Prove by Mean Value Theorem: $\frac15(b-a) < \arctan\left(1+\frac1a\right) - \arctan\left(1+\frac1a\right)$

Question

Prove $$\frac15(b-a) < \arctan\left(1+\frac1a\right) - \arctan\left(1+\frac1b\right) < b-a; \qquad\text{ for }0<a<b<1.$$ I tried using the fact that arctan function is monotonous increasing but I simply couldn't solve it.

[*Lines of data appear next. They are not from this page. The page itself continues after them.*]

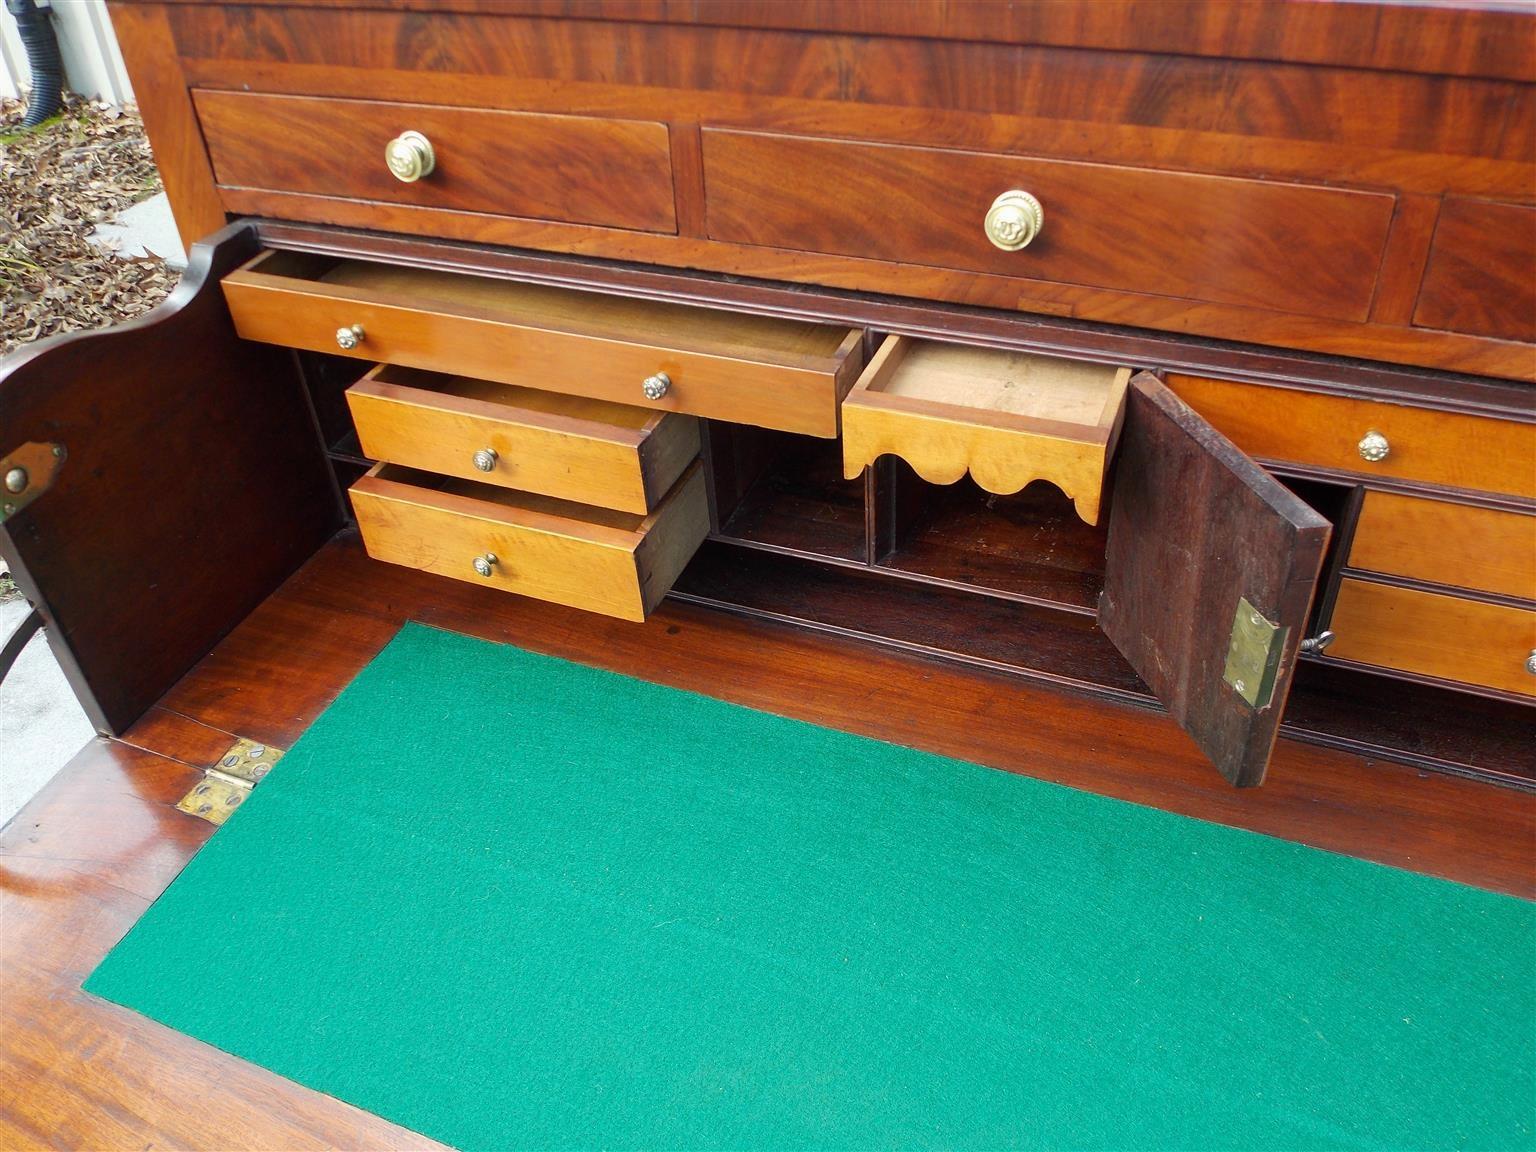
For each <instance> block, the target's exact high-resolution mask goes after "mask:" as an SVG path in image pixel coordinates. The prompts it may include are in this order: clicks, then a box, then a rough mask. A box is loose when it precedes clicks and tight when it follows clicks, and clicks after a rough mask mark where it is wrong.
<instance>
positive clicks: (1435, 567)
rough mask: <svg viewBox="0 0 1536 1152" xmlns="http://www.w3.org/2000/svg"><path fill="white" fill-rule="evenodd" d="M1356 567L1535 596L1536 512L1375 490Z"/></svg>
mask: <svg viewBox="0 0 1536 1152" xmlns="http://www.w3.org/2000/svg"><path fill="white" fill-rule="evenodd" d="M1349 565H1350V567H1352V568H1364V570H1366V571H1381V573H1387V574H1390V576H1407V578H1410V579H1418V581H1432V582H1435V584H1450V585H1455V587H1458V588H1476V590H1478V591H1491V593H1501V594H1504V596H1519V598H1524V599H1527V601H1536V515H1527V513H1519V511H1502V510H1499V508H1481V507H1475V505H1470V504H1450V502H1447V501H1435V499H1424V498H1421V496H1402V495H1399V493H1395V492H1369V493H1366V502H1364V505H1362V507H1361V513H1359V519H1358V521H1356V524H1355V541H1353V544H1352V545H1350V553H1349Z"/></svg>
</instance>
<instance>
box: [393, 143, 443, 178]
mask: <svg viewBox="0 0 1536 1152" xmlns="http://www.w3.org/2000/svg"><path fill="white" fill-rule="evenodd" d="M384 163H386V164H389V170H390V175H392V177H395V180H399V181H402V183H406V184H412V183H415V181H418V180H421V178H422V177H430V175H432V169H435V167H436V166H438V154H436V152H433V149H432V141H430V140H427V137H424V135H421V132H401V134H399V135H398V137H395V138H393V140H390V141H389V143H387V144H386V146H384Z"/></svg>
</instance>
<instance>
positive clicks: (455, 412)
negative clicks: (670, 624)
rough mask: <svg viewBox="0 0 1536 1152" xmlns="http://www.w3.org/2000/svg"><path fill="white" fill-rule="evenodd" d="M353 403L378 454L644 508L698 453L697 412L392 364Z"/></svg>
mask: <svg viewBox="0 0 1536 1152" xmlns="http://www.w3.org/2000/svg"><path fill="white" fill-rule="evenodd" d="M347 404H349V406H350V409H352V421H353V424H355V425H356V430H358V439H359V442H361V445H362V453H364V455H366V456H369V458H370V459H378V461H389V462H390V464H404V465H409V467H412V468H424V470H427V472H439V473H442V475H445V476H458V478H459V479H472V481H481V482H485V484H496V485H501V487H507V488H521V490H524V492H536V493H541V495H544V496H558V498H559V499H567V501H576V502H578V504H596V505H599V507H604V508H617V510H621V511H636V513H641V515H644V513H647V511H650V510H651V508H654V507H656V504H657V502H659V501H660V498H662V496H665V495H667V492H668V490H670V488H671V485H673V484H674V482H676V481H677V478H679V476H680V475H682V473H684V470H685V468H687V467H688V465H690V464H691V462H693V461H694V459H696V458H697V455H699V421H697V419H696V418H693V416H682V415H679V413H674V412H648V410H645V409H636V407H633V406H628V404H613V402H611V401H604V399H588V398H585V396H567V395H564V393H559V392H541V390H538V389H522V387H518V386H516V384H498V382H495V381H485V379H470V378H467V376H444V375H439V373H435V372H422V370H419V369H402V367H398V366H393V364H379V366H376V367H373V369H372V370H370V372H369V373H367V375H366V376H364V378H362V379H359V381H358V382H356V384H353V386H352V387H350V389H347Z"/></svg>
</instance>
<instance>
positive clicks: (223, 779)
mask: <svg viewBox="0 0 1536 1152" xmlns="http://www.w3.org/2000/svg"><path fill="white" fill-rule="evenodd" d="M281 759H283V750H281V748H273V746H272V745H270V743H258V742H257V740H247V739H244V737H241V739H240V740H235V743H233V745H230V748H229V751H227V753H224V754H223V756H220V757H218V763H215V765H214V766H212V768H207V770H206V771H204V774H203V779H201V780H200V782H198V785H197V786H195V788H194V790H192V791H190V793H187V794H186V796H183V797H181V800H180V802H178V803H177V808H180V809H181V811H183V813H187V814H189V816H197V817H198V819H203V820H207V822H209V823H224V820H227V819H229V814H230V813H232V811H235V809H237V808H238V806H240V805H241V803H243V802H244V799H246V797H247V796H250V790H252V788H255V786H257V785H258V783H261V777H264V776H266V774H267V773H269V771H272V765H275V763H276V762H278V760H281Z"/></svg>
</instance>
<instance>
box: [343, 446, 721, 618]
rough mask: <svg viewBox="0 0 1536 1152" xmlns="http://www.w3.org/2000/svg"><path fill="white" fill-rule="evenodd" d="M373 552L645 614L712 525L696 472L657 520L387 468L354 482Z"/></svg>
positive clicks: (700, 541) (692, 557)
mask: <svg viewBox="0 0 1536 1152" xmlns="http://www.w3.org/2000/svg"><path fill="white" fill-rule="evenodd" d="M352 507H353V510H355V511H356V515H358V528H359V530H361V533H362V544H364V547H366V548H367V553H369V556H373V558H375V559H379V561H387V562H390V564H402V565H406V567H407V568H421V570H424V571H432V573H436V574H439V576H452V578H455V579H459V581H468V582H470V584H484V585H485V587H487V588H501V590H504V591H515V593H519V594H522V596H533V598H535V599H541V601H550V602H553V604H565V605H570V607H571V608H584V610H587V611H598V613H602V614H605V616H619V617H621V619H627V621H644V619H645V616H647V614H648V613H650V611H651V610H653V608H654V607H656V605H657V604H660V601H662V598H664V596H665V594H667V591H668V588H671V585H673V581H676V579H677V574H679V573H680V571H682V570H684V565H685V564H687V562H688V561H690V559H691V558H693V553H694V551H697V548H699V545H700V544H702V542H703V538H705V536H707V535H708V531H710V508H708V501H707V498H705V482H703V472H702V470H700V468H699V465H694V467H691V468H690V470H688V472H687V475H684V478H682V479H679V481H677V484H676V485H674V487H673V490H671V492H670V493H668V495H667V498H665V499H664V501H662V502H660V507H657V508H656V511H653V513H650V515H648V516H639V515H634V513H625V511H614V510H611V508H594V507H590V505H585V504H573V502H570V501H559V499H553V498H550V496H538V495H533V493H527V492H513V490H510V488H496V487H492V485H488V484H475V482H473V481H461V479H452V478H445V476H435V475H430V473H424V472H415V470H412V468H402V467H399V465H396V464H378V465H375V467H373V468H372V470H370V472H369V475H367V476H364V478H362V479H359V481H358V482H356V484H353V485H352Z"/></svg>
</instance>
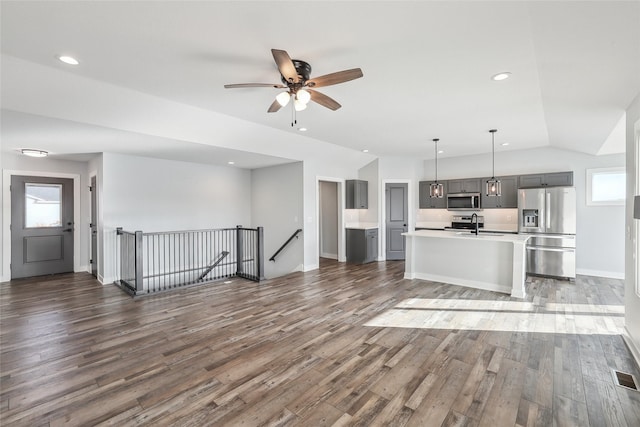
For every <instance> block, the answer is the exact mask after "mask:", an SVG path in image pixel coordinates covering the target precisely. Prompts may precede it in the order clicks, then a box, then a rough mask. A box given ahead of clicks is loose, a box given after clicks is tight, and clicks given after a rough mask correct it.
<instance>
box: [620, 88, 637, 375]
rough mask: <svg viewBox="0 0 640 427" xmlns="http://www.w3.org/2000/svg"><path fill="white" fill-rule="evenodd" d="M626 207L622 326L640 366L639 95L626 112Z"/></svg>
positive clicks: (625, 211) (631, 349)
mask: <svg viewBox="0 0 640 427" xmlns="http://www.w3.org/2000/svg"><path fill="white" fill-rule="evenodd" d="M626 140H627V163H626V165H627V206H626V211H625V217H626V239H625V260H626V268H625V288H624V313H625V314H624V323H625V328H626V335H627V340H628V344H629V347H631V350H632V351H633V353H634V356H635V358H636V362H637V363H640V296H639V295H638V294H637V293H636V286H637V284H636V280H637V276H638V274H637V272H636V269H637V268H638V261H637V257H638V256H640V254H636V248H637V241H636V238H637V237H636V236H637V227H638V226H639V222H640V220H637V219H634V218H633V197H634V196H635V195H637V194H640V188H637V185H636V183H637V182H638V175H639V174H640V170H638V167H637V165H636V159H637V158H638V150H640V147H638V144H639V143H640V94H638V96H636V98H635V100H634V101H633V102H632V103H631V105H630V106H629V108H628V109H627V129H626Z"/></svg>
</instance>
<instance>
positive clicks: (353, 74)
mask: <svg viewBox="0 0 640 427" xmlns="http://www.w3.org/2000/svg"><path fill="white" fill-rule="evenodd" d="M362 75H363V74H362V70H361V69H360V68H352V69H351V70H344V71H338V72H335V73H331V74H325V75H324V76H320V77H315V78H313V79H309V81H307V86H309V87H323V86H331V85H336V84H338V83H344V82H348V81H350V80H355V79H359V78H360V77H362Z"/></svg>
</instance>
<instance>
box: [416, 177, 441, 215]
mask: <svg viewBox="0 0 640 427" xmlns="http://www.w3.org/2000/svg"><path fill="white" fill-rule="evenodd" d="M433 182H435V181H420V182H419V183H418V197H419V199H420V201H419V205H420V206H419V208H420V209H446V208H447V181H438V182H439V183H440V184H442V192H443V195H442V197H433V198H432V197H429V186H430V185H431V184H432V183H433Z"/></svg>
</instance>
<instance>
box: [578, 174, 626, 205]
mask: <svg viewBox="0 0 640 427" xmlns="http://www.w3.org/2000/svg"><path fill="white" fill-rule="evenodd" d="M625 184H626V174H625V169H624V168H606V169H604V168H603V169H587V205H624V201H625V197H626V189H625V187H626V186H625Z"/></svg>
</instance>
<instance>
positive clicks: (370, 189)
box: [358, 159, 380, 224]
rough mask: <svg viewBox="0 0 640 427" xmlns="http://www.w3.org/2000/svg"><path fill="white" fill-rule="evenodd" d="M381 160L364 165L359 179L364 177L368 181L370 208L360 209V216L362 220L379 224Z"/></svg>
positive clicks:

I know that it might be easier using Taylor series around x=0 but there has to be a way only using the MVT.

Answer 1

The mean-value theorem (MVT) states that under sufficient smoothness conditions for $f$ on the interval $(a,b)$, $0<a<b<1$, there exists a number $ \xi\in (a, b)$ such that

$$f(b)-f(a)=f'(\xi )(b-a)$$

Appliying the MVT to $f(x) =\arctan (1+\frac{1}{x})$ reveals that for some $ \xi\in (a,b)$

$$\arctan\left(1+\frac{1}{a}\right)-\arctan\left(1+\frac{1}{b}\right)=\frac{(b-a)}{\xi^2+(1+\xi)^2}$$

Then, since $0<\xi<1$, we have the inequalities

$$\frac15(b-a)<\frac{(b-a)}{\xi^2+(1+\xi)^2}<(b-a)$$